Expert Identifies $16bn Investment Opportunity to Reverse Nigeria’s Electricity Deficit

Peter Uzoho

With about 82 million Nigerians living without access to electricity, a renowned oil and gas investor and Executive Chairman of AA Holdings Limited, Mr. Austin Avuru has stated that the gap presents about $10 billion to $16 billion business opportunity for local and international investors to reverse the trend.

Avuru stated this during an industry event in Lagos where he moderated a session that centered around Africa’s energy deficit, resources, refining capacity, energy security and energy transition and the need for swift actions by all relevant stakeholders across the industry.

“Coming down now specifically to Nigeria, 82 million of us have no access to electricity; 45 million of this 82 million cannot even afford it, even if we had it. This lack of access to electricity is giving rise to $10 to 16 billion opportunity to reverse this trend,” he stated.

Avuru noted that the lack of access to clean cooking represents a $2 billion to $3 billion investment opportunity, saying the country has to entrench clean cooking to Liquefied Petroleum Gas (LPG) and Compressed Natural Gas (CNG) among others in order to change the current trajectory.

On the continental level, however, he mentioned that over 640 million Africans have no access to energy and that worse still, even those who have access to energy could not afford even if it was available.

He explained that 600 million Africans do not have access to electricity, stressing that the sordid side of this is that it represents a $100 billion opportunity for service providers and entrepreneurs across Africa.

“It’s the same story for clean cooking. About 920 million Africans have no access to clean cooking. 680 million of this figure, even if they had it, cannot afford clean cooking.

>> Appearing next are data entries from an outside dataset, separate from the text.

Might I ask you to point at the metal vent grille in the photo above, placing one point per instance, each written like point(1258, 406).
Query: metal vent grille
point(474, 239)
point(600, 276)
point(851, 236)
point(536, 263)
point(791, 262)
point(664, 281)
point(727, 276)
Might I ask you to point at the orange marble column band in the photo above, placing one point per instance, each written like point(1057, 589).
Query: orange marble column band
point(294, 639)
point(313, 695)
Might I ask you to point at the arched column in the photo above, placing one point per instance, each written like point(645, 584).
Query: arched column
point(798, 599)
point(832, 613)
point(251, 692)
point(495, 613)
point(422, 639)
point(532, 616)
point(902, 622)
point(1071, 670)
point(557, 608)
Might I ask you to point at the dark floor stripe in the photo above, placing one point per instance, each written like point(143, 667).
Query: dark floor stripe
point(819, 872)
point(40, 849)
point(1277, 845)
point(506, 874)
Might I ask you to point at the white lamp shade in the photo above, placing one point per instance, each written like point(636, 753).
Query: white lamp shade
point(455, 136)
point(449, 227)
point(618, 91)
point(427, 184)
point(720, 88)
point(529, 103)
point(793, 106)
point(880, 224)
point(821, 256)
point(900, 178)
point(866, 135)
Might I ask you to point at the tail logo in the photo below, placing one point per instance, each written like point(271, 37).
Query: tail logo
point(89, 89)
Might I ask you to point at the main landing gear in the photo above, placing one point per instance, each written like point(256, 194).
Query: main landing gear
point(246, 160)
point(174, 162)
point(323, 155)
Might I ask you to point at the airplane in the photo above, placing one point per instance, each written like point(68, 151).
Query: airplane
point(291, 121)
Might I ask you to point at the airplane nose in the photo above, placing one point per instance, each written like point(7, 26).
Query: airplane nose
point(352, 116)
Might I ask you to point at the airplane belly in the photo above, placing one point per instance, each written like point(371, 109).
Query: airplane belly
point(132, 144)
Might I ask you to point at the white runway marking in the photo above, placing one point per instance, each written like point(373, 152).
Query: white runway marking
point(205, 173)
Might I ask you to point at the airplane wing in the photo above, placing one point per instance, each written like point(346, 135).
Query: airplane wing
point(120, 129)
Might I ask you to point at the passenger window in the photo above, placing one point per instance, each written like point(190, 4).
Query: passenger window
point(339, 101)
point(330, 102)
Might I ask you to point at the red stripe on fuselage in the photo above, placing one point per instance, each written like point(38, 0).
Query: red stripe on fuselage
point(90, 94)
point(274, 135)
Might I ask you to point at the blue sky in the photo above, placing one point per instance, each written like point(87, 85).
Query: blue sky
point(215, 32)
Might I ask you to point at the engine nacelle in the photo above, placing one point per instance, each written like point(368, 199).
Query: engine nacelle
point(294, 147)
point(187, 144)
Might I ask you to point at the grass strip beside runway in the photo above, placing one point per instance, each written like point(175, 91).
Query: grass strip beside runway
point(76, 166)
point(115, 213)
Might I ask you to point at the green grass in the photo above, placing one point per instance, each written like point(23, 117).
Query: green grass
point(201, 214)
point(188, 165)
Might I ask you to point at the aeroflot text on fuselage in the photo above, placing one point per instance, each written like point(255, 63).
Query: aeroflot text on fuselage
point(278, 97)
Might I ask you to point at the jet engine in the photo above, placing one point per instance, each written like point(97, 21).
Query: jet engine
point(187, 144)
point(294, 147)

Again, to solve this problem represents $9 billion to $12 billion opportunity,” Avuru stated.

On gas reserve situation, the investor said Africa has a little under 600 trillion cubic feet (tcf) of gas but  produces a little over 24 billion cubic feet per day (bcf/d) and consumes about 13.5 billion cubic feet per day (13.5bcf).

For oil, he said about 118 billion barrels of oil reserves is present across the entire Africa while the continent produces 6.1 million barrels daily (bpd) and consumes just 4 million barrels daily.

Continuing, Avuru pointed out that 23 countries in Africa have a refining capacity of 4.83 million barrels of oil per day, with five of this -Algeria, Egypt, Libya, South Africa and Nigeria accounting for 4 million barrels refining capacity.

He explained that the figure could easily have been 3 million barrels per day refining capacity if zero refining capacity was ascribed to Nigeria because of the country’s inability to refine crude for many years past.

He ascribed a refining capacity of about 1.1 million barrels to Nigeria owing to the Dangote Refinery’s 650,000 barrels per day in addition to the Nigeria National Petroleum Company Limited (NNPC) refineries that are undergoing rehabilitation and the modular refineries of about 10,000 barrels each.

“Now, the actual performance is rising from about 20,000 barrels a day and heading towards at least 600,000 barrels a day, and when NNPC finishes their job, we would be at 1.1 million barrels per day by the end of the year,” he added.

As part of Nigeria’s energy transition agenda, Avuru posited that the country needed to drive up production to 3 million barrels a day, emphasising that Nigeria ought to be at 3 million barrels a day peak production by 2032.

By then, he said Nigeria should start thinning down production beyond 2035 until it gets to the 2060 NetZero carbon promise it had made to the world.

“So, if we are no longer producing crude oil by 2060, it won’t be because any transition agenda was imposed on us, but because we designed a programme to exhaust our oil resources and optimise revenues over this period of time”, he argued.

On gas production, he said the country ought to ramp up both domestic and export gas to a total of 20bcf a day from the current 4.1bcf.

After achieving that, he said Nigeria could then pull that peak for about 20bcf a day from about 2025 to about 2055 before it starts thinning out gas production.